Plinius minor at Casinum

It is hard to enter the theater of Casinum; or actually, it is only open during performances. Although it is almost in the backyard of the archeological site - containing the museum, amphitheater and a beautiful part of the Via Latina - the theater belongs to the municipality of Cassino, without actively promoting visits. Trespassing, climbing over a fence and quickly making snapshots is the only way to get a glimps; look at the results!

It is also hard to find the museum, like most of the archeological sites in Italy, because of a lack of signposts. In addition, Monte Cassino is the main attraction in the region and the theater and wonderful amphitheater (see my other blogentry) seems to be regarded as old trash.

To get an idea of the once lively stage, I copied a letter of Plinius the younger, who visited the theater and wrote to his friend Geminius about the remarkable benefactress Ummidia Quadratilla and her 'set of pantomimes'.

From: Plinius Minor, Book VII, Letter 24
To Geminius

"UMMIDIA QUADRATILLA is dead, having lived almost to the eightieth year. She enjoyed till her last sickness an uninterrupted state of health, with a strength and firmness of body unusual even to matrons in their prime. She has left a will that does her great credit, havind disposed of two-thirds of her estate to her grandson, and the rest to her granddaughter.

The young lady I know little of, but the grandson is one of my most intimate friends. He is a young man of singular worth, for whom others than his own kin may well feel the affection due to a kinsman. Though he is extremely beautiful, he escaped every malicious imputation both whilst a boy and when a youth; he was a husband at four and twenty, and would have been father if providence had not disappointed his hopes.

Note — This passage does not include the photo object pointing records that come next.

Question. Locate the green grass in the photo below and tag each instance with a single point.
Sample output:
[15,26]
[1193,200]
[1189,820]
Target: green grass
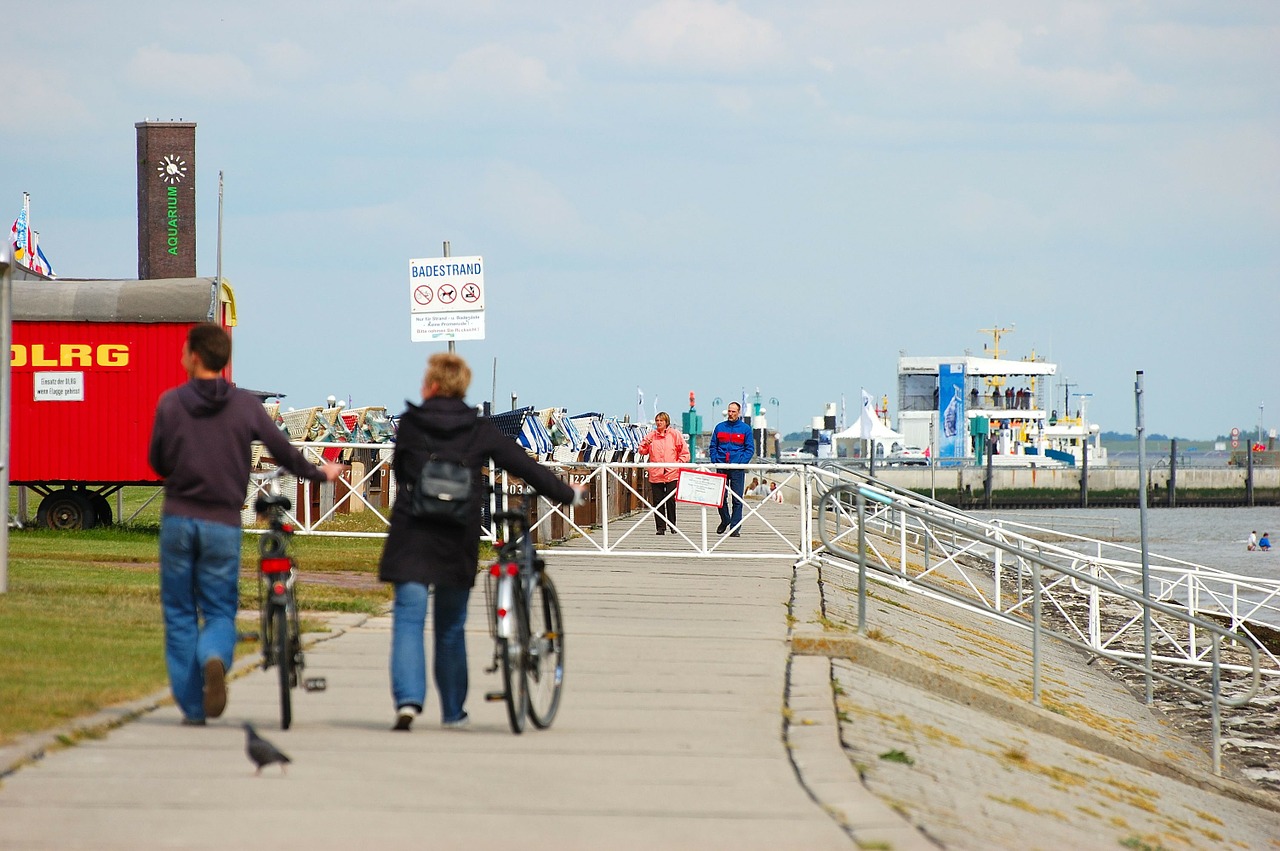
[81,627]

He lived in the family of his grandmother, who was exceedingly devoted to the pleasures of the town, with great severity of conduct, yet at the same time with the utmost compliance. She retained a set of pantomimes, whom she encouraged more than becomes a lady of quality. But Quadratus never witnessed their performances, either when she exhibited them in the theatre, or in her own house; nor did she exact his attendance. I once heard her say, when she was commending her grandson's oratorical studies to my care, that it was her habit, being a woman and as such debarred from active life, to amuse herself with playing at chess or backgammon, and to look on at the mimicry of her pantomimes; but that before engaging in either diversion, she constantly sent away her grandson to his studies; a custom, I imagine, which she observed as much out of a certain reverence, as affection, to the youth.

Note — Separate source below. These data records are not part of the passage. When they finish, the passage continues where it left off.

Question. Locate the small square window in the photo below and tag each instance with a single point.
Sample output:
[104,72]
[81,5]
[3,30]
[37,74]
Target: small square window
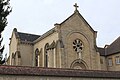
[117,59]
[110,62]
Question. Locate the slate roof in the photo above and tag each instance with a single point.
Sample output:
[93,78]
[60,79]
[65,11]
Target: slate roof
[28,37]
[101,51]
[111,49]
[114,47]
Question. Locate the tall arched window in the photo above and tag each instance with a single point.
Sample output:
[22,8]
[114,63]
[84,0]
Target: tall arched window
[36,56]
[46,55]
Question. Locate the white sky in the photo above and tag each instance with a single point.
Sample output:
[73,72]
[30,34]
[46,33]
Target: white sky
[38,16]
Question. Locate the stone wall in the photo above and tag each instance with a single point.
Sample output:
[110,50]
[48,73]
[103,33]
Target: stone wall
[37,73]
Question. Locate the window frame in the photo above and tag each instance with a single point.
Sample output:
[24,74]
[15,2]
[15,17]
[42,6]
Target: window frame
[117,60]
[110,62]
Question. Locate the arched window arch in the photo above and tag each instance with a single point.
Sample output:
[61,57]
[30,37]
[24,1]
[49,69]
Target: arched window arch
[79,64]
[36,56]
[46,48]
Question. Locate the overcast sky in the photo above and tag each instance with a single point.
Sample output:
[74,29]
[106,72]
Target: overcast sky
[38,16]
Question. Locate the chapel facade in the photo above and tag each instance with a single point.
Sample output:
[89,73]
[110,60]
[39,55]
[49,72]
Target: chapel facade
[70,44]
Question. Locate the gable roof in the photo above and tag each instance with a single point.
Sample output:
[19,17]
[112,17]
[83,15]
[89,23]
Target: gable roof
[111,49]
[25,36]
[76,12]
[101,51]
[114,47]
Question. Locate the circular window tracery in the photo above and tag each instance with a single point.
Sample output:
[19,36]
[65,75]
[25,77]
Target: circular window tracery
[78,45]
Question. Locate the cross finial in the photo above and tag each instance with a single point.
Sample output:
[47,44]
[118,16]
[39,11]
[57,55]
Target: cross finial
[76,6]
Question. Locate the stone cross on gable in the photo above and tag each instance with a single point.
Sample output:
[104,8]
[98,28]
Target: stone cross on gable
[76,6]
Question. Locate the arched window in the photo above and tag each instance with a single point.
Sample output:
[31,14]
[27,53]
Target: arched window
[46,48]
[78,64]
[36,56]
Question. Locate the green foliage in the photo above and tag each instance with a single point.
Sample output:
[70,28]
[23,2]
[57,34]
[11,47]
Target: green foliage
[5,10]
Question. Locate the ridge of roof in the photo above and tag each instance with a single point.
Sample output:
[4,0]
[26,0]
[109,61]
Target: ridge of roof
[45,34]
[77,12]
[27,37]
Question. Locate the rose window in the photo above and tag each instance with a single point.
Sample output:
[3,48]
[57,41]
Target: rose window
[78,45]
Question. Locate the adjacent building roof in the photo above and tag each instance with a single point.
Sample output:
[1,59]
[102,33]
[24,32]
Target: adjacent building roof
[111,49]
[101,51]
[28,37]
[25,36]
[114,47]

I was a good deal surprised, as I am persuaded you will be, at what he told me the last time the Sacerdotal Games were exhibited. As we were coming out of the theatre together, where we had been entertained with a contest of these pantomimes, "Do you know", said he, "this is the first time I ever saw one of my grandmother's freedman dance?" Such was the conduct of the grandson; while a set of men of a far different stamp, in order to honour to Quadratilla (I am ashamed to employ that word to what, in thruth, was but the lowest and grossest flattery) used to flock to the theatre, where they would rise up and clap in an excess of admiration at the performances of those pantomimes, slavishly copying all the while, with shrieks of applause, every sign of approbation given by the lady patroness of the company. But now all that these claqueurs have got in pay is only a few trifling legacies, which they have the mortification to receive form an heir who was never so much at present at Quadratilla's shows.


It is clear that the theater was built around 22 BC, during the first years of the reign of Augustus. The cavea had a diameter of 53,5 meter with 4 cunei and the orchestra had a diameter of 16,9 meter. Near the theater was a pool for waterplays.

Unfortunately, no information is available at the site, due to a lack of (EU) funding, but some internetsites did. It gives me the new ambition updating the Blue Guide!   

1 comment:

  1. very interesting and well documented. Access to this monument ought to be facilitated.